While in Graduate School I pierced my nose- I was 22 years old. I contemplated the idea of a nose piercing for a few months and worried about how the jewelry would draw attention to its size. Like a young teenager looking up “Am I gay?” quizzes on the internet late at night, I searched “Should I get a nose piercing?” in hopes that a stranger (white) online would tell me all noses look good with a piercing, even the big ones. To no one’s surprise, the conversation was dominated by button noses similar to the ones my aunts all possessed. My eyes rolled. It was then, after scrolling through several videos on a social media app, that I found a woman of tan complexion, full lips, wide nostrils, and a bump on the bridge of her nose sharing that the piercing made her more confident in her nose. It was then that my mind was made up. If this woman, with a beautiful nose, felt more confident from a hoop in her nostril, I would too. 

And I did. 

Shortly after, I worked in an office while in my final year of grad school. I began eating lunch with an older woman in the office, who made the worst year of my life almost bearable. I never told her this, but our shared meals in the back kitchen of the small office were my favorite parts of the day. She was smart, funny, sweet, and laughed at my inability to see reality beyond the bubble of youth I lived in. One particular lunch, this time, we were joined by a friend I pierced my nose with, she pointed out our matching silver nose rings. I told the sweet, perfectly made woman she should get a nose piercing. I thought the statement comical at first, the idea of the three of us in a team meeting with matching nose jewelry.

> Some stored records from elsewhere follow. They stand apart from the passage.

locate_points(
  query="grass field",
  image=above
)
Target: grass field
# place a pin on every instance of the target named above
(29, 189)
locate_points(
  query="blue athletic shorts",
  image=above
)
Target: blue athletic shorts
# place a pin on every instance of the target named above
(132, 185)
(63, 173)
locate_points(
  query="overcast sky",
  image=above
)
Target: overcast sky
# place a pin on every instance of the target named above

She laughed and shook her head from side to side as if I had said something unthinkable. 

“No, really, you should!” I prod. 

“I always wanted one, but I can’t.” 

“Why not?” 

She laughed again. “Not with this nose.” She pointed at the down-turned nose with a high arch that fits her face gracefully. I stopped my jaw from falling slack. 

How could an adult woman feel insecure about her nose? Had she not grown past the insecurities of her girlhood, like I had assumed all women did? More importantly, who made my favorite coworker feel insecure about the piece of flesh that tied her face together with harmony?
The woman older than me transformed into a young girl in front of my eyes. I didn’t know if I wanted to hug her or shake her of the nonsensical insecurity that plagued me just months ago. 

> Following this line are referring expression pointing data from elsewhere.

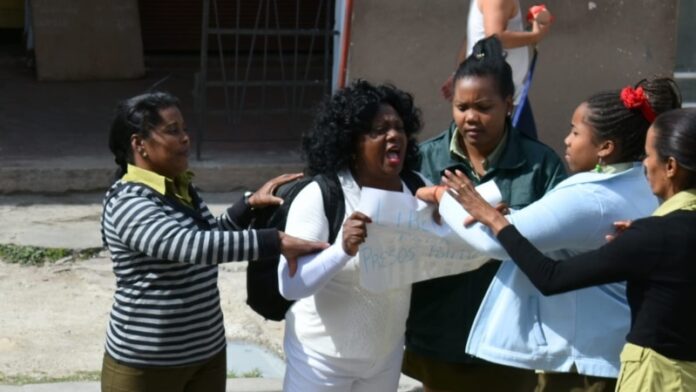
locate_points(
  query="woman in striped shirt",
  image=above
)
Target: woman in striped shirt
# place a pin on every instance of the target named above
(166, 327)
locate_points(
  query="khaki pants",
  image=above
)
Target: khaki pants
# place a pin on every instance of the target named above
(644, 370)
(467, 377)
(207, 376)
(573, 382)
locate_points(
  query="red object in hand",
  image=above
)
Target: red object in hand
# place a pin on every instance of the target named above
(534, 12)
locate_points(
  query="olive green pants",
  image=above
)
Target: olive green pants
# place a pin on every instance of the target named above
(207, 376)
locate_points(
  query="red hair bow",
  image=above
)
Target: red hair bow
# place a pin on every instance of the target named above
(636, 99)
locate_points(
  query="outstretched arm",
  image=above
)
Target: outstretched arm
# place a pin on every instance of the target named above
(631, 256)
(496, 14)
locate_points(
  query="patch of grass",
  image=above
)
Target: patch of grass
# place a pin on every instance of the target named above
(28, 379)
(254, 373)
(35, 255)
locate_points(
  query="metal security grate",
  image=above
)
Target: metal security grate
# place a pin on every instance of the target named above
(261, 75)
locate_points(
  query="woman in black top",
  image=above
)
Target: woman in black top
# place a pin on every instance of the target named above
(654, 255)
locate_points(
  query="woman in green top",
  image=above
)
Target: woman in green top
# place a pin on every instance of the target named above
(481, 143)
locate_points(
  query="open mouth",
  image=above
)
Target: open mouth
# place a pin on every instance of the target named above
(393, 155)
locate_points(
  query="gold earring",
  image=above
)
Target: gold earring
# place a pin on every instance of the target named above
(598, 166)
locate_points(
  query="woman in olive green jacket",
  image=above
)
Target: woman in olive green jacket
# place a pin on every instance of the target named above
(481, 143)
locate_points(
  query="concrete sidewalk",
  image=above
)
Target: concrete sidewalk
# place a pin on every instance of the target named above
(233, 385)
(72, 221)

“No, it would look incredible on you!” I said this with my genuine opinion. I was not lying. I was not trying to comfort her. I was stating a fact. 


She was a young girl again, and this time, I was the adult who knew better than to speak ill of the features that made her. 

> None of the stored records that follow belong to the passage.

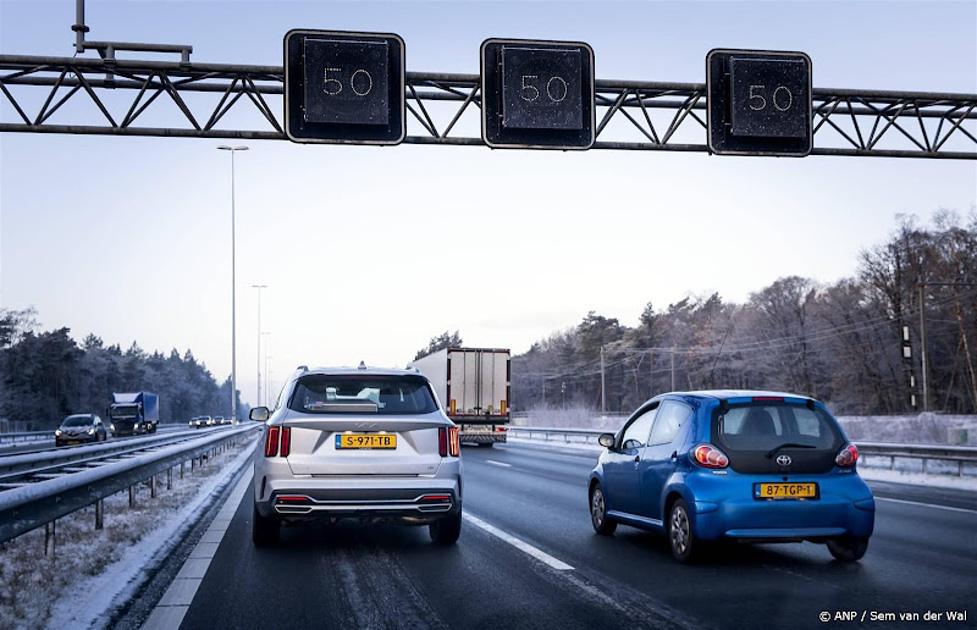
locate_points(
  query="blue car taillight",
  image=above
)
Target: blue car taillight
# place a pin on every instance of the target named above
(847, 456)
(708, 456)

A year later, out of the blue, after I graduated and moved back to New York City, my phone lit up with a Facebook message with her name attached. I unlocked my phone and pressed the notification. In the blue and white chat, there is a photo of her profile, newly decorated with a sparkly stud. 

Pride filled me. She had done it, and she looked complete. Her nose was made for it. 
At 25, I examine my Peruvian nose in the mirror and am in disbelief at the insecurity I once had towards it. My nose sits flatteringly in the middle of my face, with rounded nostrils and lacking a small button tip. When I look at my nose, I see myself, and I see my father and his father before him. A genetic privilege that was passed down and I hope to pass it down to my children.

I wish someone told my aunts they were beautiful as children so they didn’t make fun of me in order to feel beautiful themselves. Or at least, I wish people weren’t so ignorant of their racist biases. I hope, as we all grow older and our features shift, we recall the young girls we were the first time we were made aware of our “flaw,” and tell her she is just fine. 

I am grateful I never grew into my nose. My nose did not need growing in to. I simply needed to outgrow the environment that did not appreciate it.